Lou-Andreas Salomé - "L'érotisme" II




LA FEMME

La maternité n'est pas la seule forme d'être en laquelle se révèle à quel point c'est justement la physiologie de la femme qui contient les germes de son développement le plus souverain, par-delà le simple érotisme, jusqu'à une humanité plus générale. Un second type de féminité en lequel on célèbre également la symbole suprême de l'amour, dans un caractère qui apparemment surmonte l'érotisme, s'est fixé sous l'image de la Madone. Même s'il est vrai que la possession de la vierge par le dieu, aux temps les plus anciens, a pu ensuite être intégrée aux intrigues du clergé, il est toutefois indubitable qu'elle est née du besoin de soumettre la sexualité à ce qu'approuve et sanctifie la religion, et, même lorsque se sont greffés sur elle des rites orgiaques, de l'élever, en tant que sacré, au-dessus des besoins de l'individu. En effet, cette conception primitive de la Madone semble se rapprocher de celle que nous faisons actuellement de la prostituée : du don de soi sans possibilité de choix, ni même de plaisir, autrement dit, du don de soi en vue d'objectifs profondément étrangers à l'érotisme.
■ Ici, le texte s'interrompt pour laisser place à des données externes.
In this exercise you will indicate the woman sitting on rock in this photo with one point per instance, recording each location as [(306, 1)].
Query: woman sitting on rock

Le type de la prostituée et le type de la Madone se ressemblent sur ce point à peu près comme la caricature et son modèle vivant, ou se touchent dans leurs extrêmes; mais ce qui les rend possibles, l'un comme l'autre, c'est déjà le même principe qui donne à la femme vocation d'animal porteur de vie, d'animal maternel : son corps, pour autant qu'il porte l'enfant à naître, en tant que temple du dieu, ou que théâtre et lieu vénal de la sexualité, devient l'expression faite chair, le symbole de cette passivité qui rend la femme également apte à dégrader l'acte sexuel ou à le transfigurer.
Or, de même qu'en la maternité c'est la plus forte passivité de la femme qui se métamorphose en l'extrême de son pouvoir créateur, on pourrait aussi, et non sans raison, spiritualiser la notion de Madone jusqu'au plus haut niveau de l'activité porteuse de sens. Car elle ne désigne pas uniquement une négation, la femme libérée de la concupiscence, mais aussi celle qui s'est consacrée de tous ses pouvoirs, y compris les pouvoirs non érotiques, à la seule fin de la conception. Plus une femme est enracinée dans l'amour, plus elle est parvenue à s'y réaliser personnellement, et plus l'élimination passive, dans la sexualité, du pur et simple plaisir se mue en un acte, un accomplissement et une action vivants. Sensualité et chasteté, épanouissement et sanctification d'elle-même par elle-même s'y confondent : en chacune des heures les plus hautes de la femme, l'homme n'est jamais que le charpentier de Marie, à côté d'un dieu. On pourrait dire que, dans la mesure où l'amour viril est tellement opposé au sien, plus actif, plus partiel, plus grevé par le besoin d'être soulagé, il le rend, même au sein de cet amour, plus gauche que la femme qui, aimant plus totalement et plus passivement, cherche de corps et d'âme un espace en lequel s'accomplir, et tout le contenu d'une vie à amener jusqu'à sa floraison, jusqu'à son flamboiement, afin qu'il s'y consume. De même qu'il est caractéristique qu'il n'y ait pas de mot masculin qui corresponde à "prostituée", et qui s'applique à la seule utilisation sexuelle passive du corps d'autrui, il n'en est pas non plus qui désigne le type de la Madone, la positivité de la sanctification : l'homme ne peut être "un saint" que par la négation de la sexualité, selon le modèle de l'ascète.